Techniques For Low Power Motion Estimation In Video Encoders by Gupte, Ajit D
 11
 Abstract 
 
 
This thesis looks at hardware algorithms that help reduce dynamic power dissipation in 
video encoder applications. Computational complexity of motion estimation and the data 
traffic between external memory and the video processing engine are two main reasons for 
large power dissipation in video encoders. While motion estimation may consume 50% to 
70% of total video encoder power, the power dissipated in external memory such as the DDR 
SDRAM can be of the order of 40% of the total system power. Reducing power dissipation 
in video encoders is important in order to improve battery life of mobile devices such as the 
smart phones and digital camcorders. We propose hardware algorithms which extract only 
the important features in the video data to reduce the complexity of computations, 
communications and storage, thereby reducing average power dissipation. We apply this 
concept to design hardware algorithms for optimizing motion estimation matching 
complexity, and reference frame storage and access from the external memory. In addition, 
we also develop techniques to reduce searching complexity of motion estimation. 

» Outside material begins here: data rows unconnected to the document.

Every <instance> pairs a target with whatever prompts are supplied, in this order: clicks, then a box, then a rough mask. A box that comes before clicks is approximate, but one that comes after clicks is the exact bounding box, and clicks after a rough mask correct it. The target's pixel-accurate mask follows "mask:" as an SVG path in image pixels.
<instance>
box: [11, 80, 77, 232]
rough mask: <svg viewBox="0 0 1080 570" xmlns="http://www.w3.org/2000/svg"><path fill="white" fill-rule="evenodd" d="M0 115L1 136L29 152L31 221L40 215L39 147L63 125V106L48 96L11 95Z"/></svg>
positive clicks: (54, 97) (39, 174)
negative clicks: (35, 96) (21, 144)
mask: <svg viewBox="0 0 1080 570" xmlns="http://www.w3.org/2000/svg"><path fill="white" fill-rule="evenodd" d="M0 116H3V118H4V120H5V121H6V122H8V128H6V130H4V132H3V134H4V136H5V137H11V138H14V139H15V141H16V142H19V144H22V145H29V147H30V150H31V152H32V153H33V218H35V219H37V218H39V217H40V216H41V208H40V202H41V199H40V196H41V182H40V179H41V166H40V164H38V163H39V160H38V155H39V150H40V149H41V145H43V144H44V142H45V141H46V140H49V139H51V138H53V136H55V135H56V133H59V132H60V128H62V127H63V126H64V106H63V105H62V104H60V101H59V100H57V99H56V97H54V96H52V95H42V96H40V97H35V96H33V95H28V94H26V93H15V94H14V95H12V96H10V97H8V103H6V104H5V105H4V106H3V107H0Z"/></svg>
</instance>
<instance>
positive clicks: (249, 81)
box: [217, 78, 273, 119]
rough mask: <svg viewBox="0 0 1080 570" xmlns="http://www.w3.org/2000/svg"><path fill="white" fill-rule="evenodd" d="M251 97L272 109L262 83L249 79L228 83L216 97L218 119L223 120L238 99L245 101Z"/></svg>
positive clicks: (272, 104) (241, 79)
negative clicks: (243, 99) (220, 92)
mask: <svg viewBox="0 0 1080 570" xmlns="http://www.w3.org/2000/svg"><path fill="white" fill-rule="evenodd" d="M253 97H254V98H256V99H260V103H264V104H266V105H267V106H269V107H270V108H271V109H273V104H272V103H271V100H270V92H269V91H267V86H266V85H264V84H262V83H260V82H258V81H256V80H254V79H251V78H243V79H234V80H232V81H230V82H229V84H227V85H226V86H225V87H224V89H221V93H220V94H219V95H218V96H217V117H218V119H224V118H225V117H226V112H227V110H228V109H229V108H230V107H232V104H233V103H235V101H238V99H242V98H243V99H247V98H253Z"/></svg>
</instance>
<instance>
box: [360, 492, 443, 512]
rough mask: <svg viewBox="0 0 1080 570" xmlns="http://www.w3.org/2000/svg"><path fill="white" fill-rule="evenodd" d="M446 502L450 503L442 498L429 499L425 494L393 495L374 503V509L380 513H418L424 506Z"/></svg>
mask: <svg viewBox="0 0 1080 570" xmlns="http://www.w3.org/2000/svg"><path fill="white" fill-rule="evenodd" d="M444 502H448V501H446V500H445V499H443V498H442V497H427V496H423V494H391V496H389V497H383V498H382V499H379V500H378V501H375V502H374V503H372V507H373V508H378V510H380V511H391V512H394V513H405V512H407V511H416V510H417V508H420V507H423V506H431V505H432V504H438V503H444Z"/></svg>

First, we explore a set of adaptive algorithms that reduce average power dissipated due 
to motion estimation. We propose that by taking into account the macro-block level features 
in the video data, the average matching complexity of motion estimation in terms of number 
of computations in real-time hardwired video encoders can be significantly reduced when 
compared against traditional hardwired implementations, that are designed to handle most 
demanding data sets. Current macro-block features such as pixel variance and Hadamard 
transform coefficients are analyzed, and are used to adapt the matching complexity. The 
macro-block is partitioned based on these features to obtain sub-block sums, which are used 
for matching operations. Thus, simple macro-blocks, without many features can be matched 
with much less computations compared to the macro-blocks with complex features, leading 
to reduction in average power dissipation. Apart from optimizing the matching operation, 
optimizing the search operation is a powerful way to reduce motion estimation complexity. 
We propose novel search optimization techniques including (1) a center-biased search order 
and (2) skipping unlikely search positions, both applied in the context of real time hardware 
 12
implementation. The proposed search optimization techniques take into account and are 
compatible with the reference data access pattern from the memory as required by the 
hardware algorithm. We demonstrate that the matching and searching optimization 
techniques together achieve nearly 65% reduction in power dissipation due to motion 
estimation, without any significant degradation in motion estimation quality. 
A key to low power dissipation in video encoders is minimizing the data traffic between 
the external memory devices such as DDR SDRAM and the video processor.  External 
memory power can be as high as 50% of the total power budget in a multimedia system. 
Other than the power dissipation in external memory, the amount of data traffic is an 
important parameter that has significant impact on the system cost. Large memory traffic 
necessitates high speed external memories, high speed on-chip interconnect, and more 
parallel I/Os to increase the memory throughput. This leads to higher system cost. We 
explore a lossy, scalar quantization based reference frame compression technique that can be 
used to reduce the amount of reference data traffic from external memory devices 
significantly. In this scheme, the quantization is adapted based on the pixel range within each 
block being compressed. We show that the error introduced by the scalar quantization is 
bounded and can be represented by smaller number of bits compared to the original pixel. 
The proposed reference frame compression scheme uses this property to minimize the motion 
compensation related traffic, thereby improving the compression scheme efficiency. The 
scheme maintains a fixed compression ratio, and the size of the quantization error is also kept 
constant. This enables easy storage and retrieval of reference data. The impact of using lossy 
reference on the motion estimation quality is negligible. As a result of reduction in DDR 
traffic, the DDR power is reduced significantly. The power dissipation due to additional 
hardware required for reference frame compression is very small compared to the reduction 
in DDR power. 24% reduction in peak DDR bandwidth and 23% net reduction in average 
DDR power is achieved. For video sequences with larger motion, the amount of bandwidth 
reduction is even higher (close to 40%) and reduction in power is close to 30%.